La Suprema Corte de los Estados Unidos anunció hoy su decisión de no revisar el caso de John Allen Rubio, confirmando así la sentencia de pena de muerte impuesta en 2010. Con esta resolución, se cierra la posibilidad de una intervención del máximo tribunal del país en un caso que ha resonado profundamente en el condado Cameron.
Rubio fue considerado responsable de uno de los crímenes más atroces en la historia del condado Cameron, sucedidos el 11 de marzo de 2003. Según los registros legales, el acusado apuñaló y decapitó a su hija de dos meses, a su hijo de un año y a la hija de su pareja, de tres años.
Un jurado determinó su culpabilidad en cuatro cargos de asesinato capital por la muerte de los menores Julissa Quezada, John Estefan Rubio, y Mary Jane Rubio. Tras examinar las pruebas presentadas, el jurado concluyó que Rubio había causado intencionalmente la muerte de los niños y que representaba un riesgo persistente para la sociedad.

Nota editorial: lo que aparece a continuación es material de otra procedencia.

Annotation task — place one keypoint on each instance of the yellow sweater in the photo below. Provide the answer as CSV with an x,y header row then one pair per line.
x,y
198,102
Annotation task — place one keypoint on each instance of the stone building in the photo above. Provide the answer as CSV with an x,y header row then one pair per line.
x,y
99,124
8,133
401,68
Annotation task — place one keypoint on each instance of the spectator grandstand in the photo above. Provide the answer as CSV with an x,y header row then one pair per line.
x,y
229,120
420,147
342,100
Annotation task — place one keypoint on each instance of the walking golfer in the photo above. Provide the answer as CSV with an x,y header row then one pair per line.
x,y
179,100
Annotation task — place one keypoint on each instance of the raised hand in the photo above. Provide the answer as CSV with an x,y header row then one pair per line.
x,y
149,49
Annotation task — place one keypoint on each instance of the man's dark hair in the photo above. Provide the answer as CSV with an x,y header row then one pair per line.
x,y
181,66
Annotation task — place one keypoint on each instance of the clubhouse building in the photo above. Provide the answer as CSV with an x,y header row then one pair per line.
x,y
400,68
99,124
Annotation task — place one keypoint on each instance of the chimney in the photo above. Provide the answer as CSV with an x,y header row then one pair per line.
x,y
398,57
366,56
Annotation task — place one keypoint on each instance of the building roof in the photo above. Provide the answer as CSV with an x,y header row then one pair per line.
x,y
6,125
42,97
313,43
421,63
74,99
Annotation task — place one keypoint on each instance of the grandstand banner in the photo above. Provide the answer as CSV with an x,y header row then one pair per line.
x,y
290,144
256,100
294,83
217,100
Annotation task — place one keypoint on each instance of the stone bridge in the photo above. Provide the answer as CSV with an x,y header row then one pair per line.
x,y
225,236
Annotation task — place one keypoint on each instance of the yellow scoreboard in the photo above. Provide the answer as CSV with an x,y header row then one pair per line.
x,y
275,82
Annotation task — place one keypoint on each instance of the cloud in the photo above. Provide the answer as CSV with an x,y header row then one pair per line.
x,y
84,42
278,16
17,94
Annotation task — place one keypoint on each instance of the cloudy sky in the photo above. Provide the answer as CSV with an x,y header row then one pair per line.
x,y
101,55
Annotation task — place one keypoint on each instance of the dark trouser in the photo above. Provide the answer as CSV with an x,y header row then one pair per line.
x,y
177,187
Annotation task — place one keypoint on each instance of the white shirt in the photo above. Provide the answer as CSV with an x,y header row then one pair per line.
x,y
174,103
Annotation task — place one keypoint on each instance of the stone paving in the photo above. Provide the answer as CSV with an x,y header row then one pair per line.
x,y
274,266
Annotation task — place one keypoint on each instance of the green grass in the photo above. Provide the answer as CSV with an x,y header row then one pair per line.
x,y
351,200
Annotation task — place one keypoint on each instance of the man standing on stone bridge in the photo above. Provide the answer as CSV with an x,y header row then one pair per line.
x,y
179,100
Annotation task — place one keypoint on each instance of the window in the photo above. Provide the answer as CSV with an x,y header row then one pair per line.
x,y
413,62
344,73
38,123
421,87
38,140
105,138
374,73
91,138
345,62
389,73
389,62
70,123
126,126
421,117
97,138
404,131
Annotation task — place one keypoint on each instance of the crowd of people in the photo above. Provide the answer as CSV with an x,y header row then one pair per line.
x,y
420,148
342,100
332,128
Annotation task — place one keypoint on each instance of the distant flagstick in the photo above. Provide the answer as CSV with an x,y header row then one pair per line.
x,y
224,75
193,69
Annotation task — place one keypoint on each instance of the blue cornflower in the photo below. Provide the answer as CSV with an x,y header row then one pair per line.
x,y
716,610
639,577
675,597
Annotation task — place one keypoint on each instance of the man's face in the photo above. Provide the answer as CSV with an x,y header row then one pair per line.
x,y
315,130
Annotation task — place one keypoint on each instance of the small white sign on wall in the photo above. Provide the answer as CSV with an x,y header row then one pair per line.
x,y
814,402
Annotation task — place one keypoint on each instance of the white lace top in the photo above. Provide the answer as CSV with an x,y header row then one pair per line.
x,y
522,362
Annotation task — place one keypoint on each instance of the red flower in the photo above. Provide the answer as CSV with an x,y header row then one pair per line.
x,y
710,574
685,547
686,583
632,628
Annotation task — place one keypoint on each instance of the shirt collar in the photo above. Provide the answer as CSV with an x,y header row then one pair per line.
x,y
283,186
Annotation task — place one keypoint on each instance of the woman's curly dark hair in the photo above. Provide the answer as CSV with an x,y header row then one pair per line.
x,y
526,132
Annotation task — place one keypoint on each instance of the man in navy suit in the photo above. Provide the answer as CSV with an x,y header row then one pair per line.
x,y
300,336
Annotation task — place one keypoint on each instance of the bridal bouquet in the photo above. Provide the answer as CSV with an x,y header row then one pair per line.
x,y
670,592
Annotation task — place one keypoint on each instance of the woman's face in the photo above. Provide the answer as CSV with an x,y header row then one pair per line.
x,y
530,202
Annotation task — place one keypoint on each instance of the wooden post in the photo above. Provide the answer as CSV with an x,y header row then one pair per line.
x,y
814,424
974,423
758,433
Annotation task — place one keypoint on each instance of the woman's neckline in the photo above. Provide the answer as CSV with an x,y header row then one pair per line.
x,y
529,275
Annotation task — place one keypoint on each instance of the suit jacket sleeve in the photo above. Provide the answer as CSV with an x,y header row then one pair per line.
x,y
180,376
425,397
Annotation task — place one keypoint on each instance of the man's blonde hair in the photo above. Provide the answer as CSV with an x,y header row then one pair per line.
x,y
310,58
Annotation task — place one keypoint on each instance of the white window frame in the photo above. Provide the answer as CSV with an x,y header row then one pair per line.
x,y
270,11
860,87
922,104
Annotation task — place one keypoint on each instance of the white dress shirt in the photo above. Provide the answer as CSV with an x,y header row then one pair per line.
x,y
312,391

En 2010, otro jurado dictó su condena a muerte por asesinato capital, una decisión que, tras años de revisiones en cortes estatales y federales, se ha mantenido sin cambios. La decisión de la Suprema Corte de hoy asegura que esta sentencia sigue en pie.
El fiscal del distrito, Luis Saenz, indicó que, a pesar de que Rubio podría intentar retrasar el proceso con otros recursos legales, su oficina buscará obtener una orden de ejecución y establecer una fecha para la misma a la mayor brevedad posible.
Saenz también hizo hincapié en la memoria de las víctimas, señalando que, tras más de dos décadas de extensos procesos judiciales, la justicia se reafirma al no revisar el caso.